You’ve probably heard the advice to create a free report to give away in exchange for people’s contact information.
That’s excellent advice, especially for online course creators. Aside from helping you attract “hot” prospects who are interested in your course, a free report comes in handy for many other purposes:
- Give it as a bonus to your students. It will provide useful information and reinforce the reasons they enrolled in your course (this method may reduce your refund rate).
- Establish yourself as an acclaimed expert in your field.
- After just a few modifications, you can break down your report in sections and use them as a part of your e-mail campaign.
- Use the report as a manifest of your online course so that your students will always have the condensed golden nuggets of your expertise right at hand.
- Should you decide to publish your own book, the report will be a great foundation for it.
But to accomplish all this, you have to write your free report a certain way. It should be written in a way that primes the reader to be more receptive to your offer.[clickToTweet tweet=”Write your free report so it primes the reader to be more receptive to your offer. ” quote=”Write your free report so it primes the reader to be more receptive to your offer. “]
That’s what I’m going to show you in this post.
The Biggest Challenge for Your Free Report
The vast majority of people who are going to download your report are never going to read a single word of it. That’s a fact we have to accept and so you must try to eliminate any reasons that might cause the reader to lose their interest.
The most popular reason that turns readers off is the heftiness of the report.
When a person downloads a report, they expect to get some valuable information on a subject they’re already interested in. They’re mentally prepared to read it and make the most of it. And nothing will put them off more than discovering that the report is nothing more than a compilation of facts, semi-academic writing, and visuals clumsily filling up any blank spaces.
To avoid that from happening to your free report, here’s a “safe” outline that I recommend and use for my free reports and those I write for clients.
A Sure-Fire Outline
This outline is not necessarily the most efficient one or the smartest one, and it’s not specifically devised for your product or market. So, you most probably will need to adapt it to your own needs.
But it’s most certainly the “safest” outline to use. By that I mean that it strikes a balance between all the other types of reports and lowers the risk of losing the interest of your subscribers.
The Basic Structure of a Free Report
- Captivating headline
- Lead paragraph (one to three sentences maximum)
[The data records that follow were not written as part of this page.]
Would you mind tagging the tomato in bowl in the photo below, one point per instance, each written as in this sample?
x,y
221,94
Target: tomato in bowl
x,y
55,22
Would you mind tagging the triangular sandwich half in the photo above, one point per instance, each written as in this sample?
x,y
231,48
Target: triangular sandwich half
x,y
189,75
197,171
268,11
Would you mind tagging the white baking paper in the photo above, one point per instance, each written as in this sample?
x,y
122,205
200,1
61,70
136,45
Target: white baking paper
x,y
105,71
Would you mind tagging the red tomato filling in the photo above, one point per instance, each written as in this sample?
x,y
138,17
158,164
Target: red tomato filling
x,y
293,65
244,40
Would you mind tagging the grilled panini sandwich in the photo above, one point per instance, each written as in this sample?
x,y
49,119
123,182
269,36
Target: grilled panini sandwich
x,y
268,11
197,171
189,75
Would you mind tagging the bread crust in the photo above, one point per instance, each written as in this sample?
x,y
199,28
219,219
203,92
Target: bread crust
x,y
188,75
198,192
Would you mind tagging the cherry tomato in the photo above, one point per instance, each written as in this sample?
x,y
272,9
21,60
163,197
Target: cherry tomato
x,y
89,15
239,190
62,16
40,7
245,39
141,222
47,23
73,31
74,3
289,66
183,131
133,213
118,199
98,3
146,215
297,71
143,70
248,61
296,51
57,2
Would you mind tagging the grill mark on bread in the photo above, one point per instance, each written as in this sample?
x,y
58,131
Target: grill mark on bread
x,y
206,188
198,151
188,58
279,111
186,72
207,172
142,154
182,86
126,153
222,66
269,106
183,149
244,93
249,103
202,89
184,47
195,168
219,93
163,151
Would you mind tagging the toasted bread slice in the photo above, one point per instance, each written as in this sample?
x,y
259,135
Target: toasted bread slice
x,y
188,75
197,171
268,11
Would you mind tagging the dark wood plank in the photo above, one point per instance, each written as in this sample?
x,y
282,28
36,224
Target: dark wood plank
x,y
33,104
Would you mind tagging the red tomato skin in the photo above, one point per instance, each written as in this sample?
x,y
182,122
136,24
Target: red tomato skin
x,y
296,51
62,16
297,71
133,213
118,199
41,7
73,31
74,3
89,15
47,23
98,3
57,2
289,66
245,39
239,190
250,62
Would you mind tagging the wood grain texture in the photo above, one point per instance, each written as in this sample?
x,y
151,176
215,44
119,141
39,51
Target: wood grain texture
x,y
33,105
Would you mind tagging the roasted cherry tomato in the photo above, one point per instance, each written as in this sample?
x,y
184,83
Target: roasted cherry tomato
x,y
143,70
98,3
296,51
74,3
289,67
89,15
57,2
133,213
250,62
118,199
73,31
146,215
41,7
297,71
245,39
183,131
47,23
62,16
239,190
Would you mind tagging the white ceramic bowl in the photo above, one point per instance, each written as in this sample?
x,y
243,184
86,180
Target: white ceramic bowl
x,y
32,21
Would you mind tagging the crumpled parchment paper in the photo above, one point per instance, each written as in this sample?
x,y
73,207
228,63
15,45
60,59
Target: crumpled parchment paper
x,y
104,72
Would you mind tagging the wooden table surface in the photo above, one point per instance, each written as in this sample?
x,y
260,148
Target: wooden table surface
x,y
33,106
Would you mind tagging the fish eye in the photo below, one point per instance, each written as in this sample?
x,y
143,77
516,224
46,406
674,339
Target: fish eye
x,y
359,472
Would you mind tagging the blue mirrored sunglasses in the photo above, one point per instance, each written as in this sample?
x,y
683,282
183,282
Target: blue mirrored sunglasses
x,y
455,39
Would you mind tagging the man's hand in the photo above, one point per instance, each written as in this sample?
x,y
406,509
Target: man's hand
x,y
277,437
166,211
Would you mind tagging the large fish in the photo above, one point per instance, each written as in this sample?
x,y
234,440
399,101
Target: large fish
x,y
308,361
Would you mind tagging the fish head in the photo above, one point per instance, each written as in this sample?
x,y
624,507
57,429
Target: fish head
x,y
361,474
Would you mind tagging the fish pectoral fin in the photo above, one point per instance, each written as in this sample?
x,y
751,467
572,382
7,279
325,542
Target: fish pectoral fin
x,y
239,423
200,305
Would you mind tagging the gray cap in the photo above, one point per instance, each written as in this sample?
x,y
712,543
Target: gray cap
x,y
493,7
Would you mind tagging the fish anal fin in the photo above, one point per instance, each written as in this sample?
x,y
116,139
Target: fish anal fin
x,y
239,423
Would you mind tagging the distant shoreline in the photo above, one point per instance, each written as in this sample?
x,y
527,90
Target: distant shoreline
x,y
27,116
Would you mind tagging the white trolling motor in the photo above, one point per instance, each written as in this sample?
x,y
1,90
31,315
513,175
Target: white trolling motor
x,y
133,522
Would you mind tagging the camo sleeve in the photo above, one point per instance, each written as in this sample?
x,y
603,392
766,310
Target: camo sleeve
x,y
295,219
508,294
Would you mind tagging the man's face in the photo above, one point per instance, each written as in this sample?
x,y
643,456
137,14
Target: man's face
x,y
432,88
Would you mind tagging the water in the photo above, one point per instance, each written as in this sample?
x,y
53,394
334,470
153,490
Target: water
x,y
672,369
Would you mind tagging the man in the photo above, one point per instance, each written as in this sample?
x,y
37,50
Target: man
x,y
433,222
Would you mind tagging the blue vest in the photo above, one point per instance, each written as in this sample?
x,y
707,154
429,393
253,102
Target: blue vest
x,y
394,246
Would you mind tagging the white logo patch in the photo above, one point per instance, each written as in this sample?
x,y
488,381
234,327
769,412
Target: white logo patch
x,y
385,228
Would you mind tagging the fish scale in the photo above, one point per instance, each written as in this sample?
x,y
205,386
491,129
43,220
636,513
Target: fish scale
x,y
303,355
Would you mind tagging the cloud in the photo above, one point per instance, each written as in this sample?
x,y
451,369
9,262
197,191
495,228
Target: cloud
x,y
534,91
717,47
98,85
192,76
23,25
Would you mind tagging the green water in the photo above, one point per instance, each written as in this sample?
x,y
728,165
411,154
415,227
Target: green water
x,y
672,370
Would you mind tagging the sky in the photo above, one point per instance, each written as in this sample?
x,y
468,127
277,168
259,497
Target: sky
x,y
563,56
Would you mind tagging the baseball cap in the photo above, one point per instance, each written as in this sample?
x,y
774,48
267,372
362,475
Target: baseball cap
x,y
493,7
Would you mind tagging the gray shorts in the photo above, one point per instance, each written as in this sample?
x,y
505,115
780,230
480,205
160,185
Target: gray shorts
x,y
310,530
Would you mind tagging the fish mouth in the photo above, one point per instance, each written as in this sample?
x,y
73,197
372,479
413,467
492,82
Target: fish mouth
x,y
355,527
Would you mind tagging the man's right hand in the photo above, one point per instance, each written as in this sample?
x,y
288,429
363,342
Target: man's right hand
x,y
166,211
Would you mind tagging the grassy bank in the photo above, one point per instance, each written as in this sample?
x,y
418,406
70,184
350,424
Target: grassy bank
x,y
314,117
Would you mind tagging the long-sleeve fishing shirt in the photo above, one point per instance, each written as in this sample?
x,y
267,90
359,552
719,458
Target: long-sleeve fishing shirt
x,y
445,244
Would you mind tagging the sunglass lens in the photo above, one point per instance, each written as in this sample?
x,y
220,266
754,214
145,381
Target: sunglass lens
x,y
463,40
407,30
- Second paragraph (five sentences maximum)
- First subtitle
- Paragraph (six sentences maximum)
- Bullets (three or five)
- Repeat steps 4 to 6, as necessary.
Before we examine each of these elements, I want to remind you once again: this outline is not etched in stone. The world will not end if you miss out on bullets under one subhead or include six bullets instead of five.
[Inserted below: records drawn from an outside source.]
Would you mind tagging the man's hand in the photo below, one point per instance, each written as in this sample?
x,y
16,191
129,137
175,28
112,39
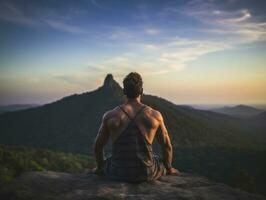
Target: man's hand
x,y
173,171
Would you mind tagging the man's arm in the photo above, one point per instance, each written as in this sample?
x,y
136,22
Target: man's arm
x,y
100,142
166,146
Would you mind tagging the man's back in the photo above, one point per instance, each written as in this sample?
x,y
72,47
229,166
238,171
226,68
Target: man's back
x,y
148,120
132,128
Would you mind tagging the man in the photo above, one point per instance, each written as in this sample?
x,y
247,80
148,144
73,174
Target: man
x,y
132,128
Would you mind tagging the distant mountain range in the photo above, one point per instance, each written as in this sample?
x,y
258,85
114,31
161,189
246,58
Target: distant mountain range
x,y
71,123
239,111
15,107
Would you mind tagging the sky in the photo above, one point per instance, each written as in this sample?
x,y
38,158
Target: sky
x,y
189,52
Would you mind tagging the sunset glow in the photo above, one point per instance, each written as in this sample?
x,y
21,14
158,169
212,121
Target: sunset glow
x,y
187,51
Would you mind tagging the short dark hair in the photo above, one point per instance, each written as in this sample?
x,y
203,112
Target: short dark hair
x,y
133,85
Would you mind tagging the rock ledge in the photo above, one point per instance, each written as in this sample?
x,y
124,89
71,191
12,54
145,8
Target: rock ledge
x,y
56,185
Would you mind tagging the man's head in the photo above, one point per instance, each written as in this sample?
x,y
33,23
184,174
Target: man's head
x,y
133,85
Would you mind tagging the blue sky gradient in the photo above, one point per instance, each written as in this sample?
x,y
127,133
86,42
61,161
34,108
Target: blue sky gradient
x,y
187,51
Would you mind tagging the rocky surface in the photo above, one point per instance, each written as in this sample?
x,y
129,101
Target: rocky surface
x,y
63,186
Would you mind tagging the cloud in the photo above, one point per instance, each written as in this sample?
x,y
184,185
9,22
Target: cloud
x,y
11,13
17,14
236,25
64,27
151,31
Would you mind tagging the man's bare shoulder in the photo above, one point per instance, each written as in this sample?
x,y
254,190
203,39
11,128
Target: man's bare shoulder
x,y
153,113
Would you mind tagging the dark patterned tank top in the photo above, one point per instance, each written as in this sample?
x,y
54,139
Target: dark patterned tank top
x,y
132,157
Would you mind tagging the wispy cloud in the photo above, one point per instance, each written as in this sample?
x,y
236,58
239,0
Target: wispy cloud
x,y
64,27
236,25
13,13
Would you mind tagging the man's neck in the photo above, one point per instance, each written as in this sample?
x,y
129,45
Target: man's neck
x,y
133,101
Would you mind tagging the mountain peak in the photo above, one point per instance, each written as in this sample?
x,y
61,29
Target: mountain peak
x,y
109,82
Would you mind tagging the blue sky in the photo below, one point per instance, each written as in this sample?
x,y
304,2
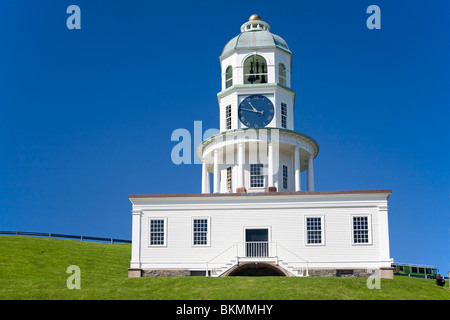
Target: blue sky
x,y
86,115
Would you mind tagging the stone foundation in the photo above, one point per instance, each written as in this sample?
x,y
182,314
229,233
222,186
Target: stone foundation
x,y
384,273
135,273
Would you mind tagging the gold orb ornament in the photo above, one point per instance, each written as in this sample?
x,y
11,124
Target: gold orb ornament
x,y
254,17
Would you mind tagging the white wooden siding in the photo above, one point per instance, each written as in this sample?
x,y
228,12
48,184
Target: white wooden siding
x,y
229,216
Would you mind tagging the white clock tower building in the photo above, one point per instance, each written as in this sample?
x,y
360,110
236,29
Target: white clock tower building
x,y
256,218
257,149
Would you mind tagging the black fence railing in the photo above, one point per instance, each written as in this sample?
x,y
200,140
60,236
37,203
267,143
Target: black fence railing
x,y
63,236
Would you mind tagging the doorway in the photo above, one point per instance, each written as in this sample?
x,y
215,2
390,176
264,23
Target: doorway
x,y
257,242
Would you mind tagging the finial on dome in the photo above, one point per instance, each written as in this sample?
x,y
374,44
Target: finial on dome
x,y
254,17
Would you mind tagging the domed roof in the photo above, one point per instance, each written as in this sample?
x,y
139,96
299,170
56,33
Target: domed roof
x,y
255,34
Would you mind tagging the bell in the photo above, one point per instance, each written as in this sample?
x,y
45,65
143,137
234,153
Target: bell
x,y
252,77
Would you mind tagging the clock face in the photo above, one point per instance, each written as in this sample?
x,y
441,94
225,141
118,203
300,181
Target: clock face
x,y
256,111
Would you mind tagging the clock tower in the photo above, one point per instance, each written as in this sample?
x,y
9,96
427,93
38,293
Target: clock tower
x,y
257,149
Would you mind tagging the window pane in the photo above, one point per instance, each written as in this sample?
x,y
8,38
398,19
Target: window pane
x,y
360,230
157,232
284,177
314,230
200,231
256,176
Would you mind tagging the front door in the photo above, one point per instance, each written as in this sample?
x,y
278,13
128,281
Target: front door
x,y
257,242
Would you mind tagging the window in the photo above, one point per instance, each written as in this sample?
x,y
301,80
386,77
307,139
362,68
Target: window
x,y
229,186
157,232
283,115
284,177
361,229
200,232
256,176
282,74
228,117
228,77
314,230
255,70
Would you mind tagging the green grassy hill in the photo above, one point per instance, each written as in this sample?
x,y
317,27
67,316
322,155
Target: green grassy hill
x,y
35,268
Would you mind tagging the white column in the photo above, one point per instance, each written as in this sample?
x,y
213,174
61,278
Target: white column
x,y
205,178
297,169
310,173
270,165
216,172
241,155
136,240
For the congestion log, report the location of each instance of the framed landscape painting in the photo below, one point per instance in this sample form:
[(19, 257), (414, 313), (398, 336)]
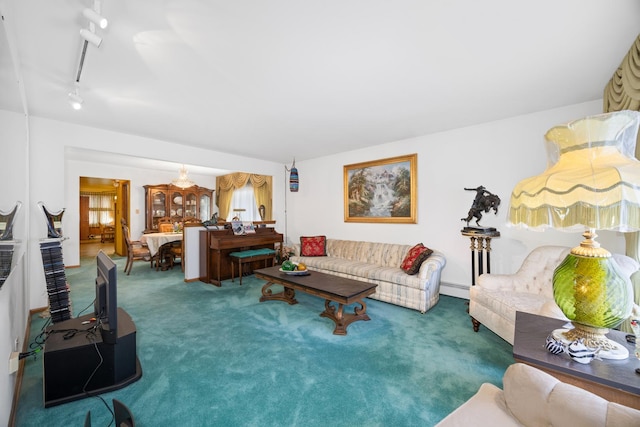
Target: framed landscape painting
[(381, 190)]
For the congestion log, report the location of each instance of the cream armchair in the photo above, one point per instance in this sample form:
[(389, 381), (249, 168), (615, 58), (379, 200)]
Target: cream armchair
[(495, 298), (531, 397)]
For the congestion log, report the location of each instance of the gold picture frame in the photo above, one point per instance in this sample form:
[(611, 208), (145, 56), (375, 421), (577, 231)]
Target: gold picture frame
[(382, 190)]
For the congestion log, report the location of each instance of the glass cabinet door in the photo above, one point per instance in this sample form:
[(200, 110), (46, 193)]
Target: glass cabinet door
[(191, 206), (205, 207), (158, 206), (177, 204)]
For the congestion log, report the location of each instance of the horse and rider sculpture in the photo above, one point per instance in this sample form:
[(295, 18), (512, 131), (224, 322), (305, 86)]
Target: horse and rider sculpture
[(484, 202)]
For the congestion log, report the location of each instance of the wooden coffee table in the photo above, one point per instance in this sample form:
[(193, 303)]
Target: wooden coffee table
[(334, 289), (614, 380)]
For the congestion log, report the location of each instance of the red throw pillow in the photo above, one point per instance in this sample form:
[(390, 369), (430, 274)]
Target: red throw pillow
[(313, 246), (414, 258)]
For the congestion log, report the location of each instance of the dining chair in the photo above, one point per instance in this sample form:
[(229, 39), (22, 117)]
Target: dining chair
[(165, 224), (135, 251)]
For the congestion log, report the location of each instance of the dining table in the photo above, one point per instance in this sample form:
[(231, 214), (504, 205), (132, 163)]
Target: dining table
[(155, 240)]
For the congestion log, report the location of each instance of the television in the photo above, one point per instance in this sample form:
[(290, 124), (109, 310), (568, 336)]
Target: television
[(106, 302)]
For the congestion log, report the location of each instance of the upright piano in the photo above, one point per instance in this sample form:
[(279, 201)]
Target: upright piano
[(216, 245)]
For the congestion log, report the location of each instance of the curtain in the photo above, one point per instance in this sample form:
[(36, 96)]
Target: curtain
[(244, 198), (227, 184), (101, 208), (622, 92)]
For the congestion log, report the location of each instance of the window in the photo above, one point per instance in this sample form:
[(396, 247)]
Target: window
[(244, 198)]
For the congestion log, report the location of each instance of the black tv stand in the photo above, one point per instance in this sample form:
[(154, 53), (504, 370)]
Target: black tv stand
[(69, 363)]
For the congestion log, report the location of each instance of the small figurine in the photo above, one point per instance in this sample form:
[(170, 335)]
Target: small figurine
[(484, 202), (581, 353), (554, 346)]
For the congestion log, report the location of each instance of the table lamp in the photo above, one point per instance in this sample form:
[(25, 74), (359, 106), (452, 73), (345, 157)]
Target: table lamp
[(592, 182)]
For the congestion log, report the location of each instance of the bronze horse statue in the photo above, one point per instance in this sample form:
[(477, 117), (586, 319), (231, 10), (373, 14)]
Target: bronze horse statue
[(484, 202)]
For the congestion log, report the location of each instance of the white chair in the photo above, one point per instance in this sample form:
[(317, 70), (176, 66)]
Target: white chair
[(495, 298)]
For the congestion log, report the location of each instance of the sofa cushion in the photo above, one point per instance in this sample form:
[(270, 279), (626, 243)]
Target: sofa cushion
[(416, 255), (313, 245)]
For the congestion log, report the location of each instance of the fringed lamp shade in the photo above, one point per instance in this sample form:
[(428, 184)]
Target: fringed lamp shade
[(592, 181)]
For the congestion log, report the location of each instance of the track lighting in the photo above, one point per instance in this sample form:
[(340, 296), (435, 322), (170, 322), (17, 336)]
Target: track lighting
[(94, 17), (75, 100), (91, 37)]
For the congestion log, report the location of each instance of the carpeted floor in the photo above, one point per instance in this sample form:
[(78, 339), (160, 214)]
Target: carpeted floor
[(217, 356)]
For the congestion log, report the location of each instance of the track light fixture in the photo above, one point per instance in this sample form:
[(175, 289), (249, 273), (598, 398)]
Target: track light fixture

Just remember this rule of thumb:
If your text sounds smooth while you read it aloud, the thoughts are cohesive and flow naturally from one into another, then you’re on the right track no matter how much you deviate from the outline.
Now let’s look at each of the elements of the outline:
As with sales copy, the headline or title of your free report is the most important element of your free report, too.
But unlike in sales copy, your report’s headline should avoid any kind of vagueness. Set the element of curiosity to a minimum.
You see, people who download the report out of curiosity are not the same ones that will read it. Most probably, the number of pages within the report will turn them off instantly. These people are entertainment-seekers, not value-seekers. That disqualifies them as your prospects.
Another argument in favor of a clear and precise headline is the fact that the average web surfer has an attention span of eight seconds. Naturally, you want to use that time to captivate the reader’s attention as fast as possible and not waste it on puzzling him.
A great headline clarity-check formula I often use and encourage you to try is this:
Any time you come up with a headline idea for your report, imagine that you came across it in the classified ads section in a newspaper. Ask yourself, “If there was only the headline I’ve just crafted and the seller’s number underneath in the ad, would the headline entice me to call and order that report?”
If your answer is “yes,” then you’ve got a headline that would be sufficient to raise interest towards the report and cause readers to request it. It doesn’t suffer from a lack of clarity.
For example, let’s say you came up with this headline:
Free report reveals how to lose weight without working up a sweat!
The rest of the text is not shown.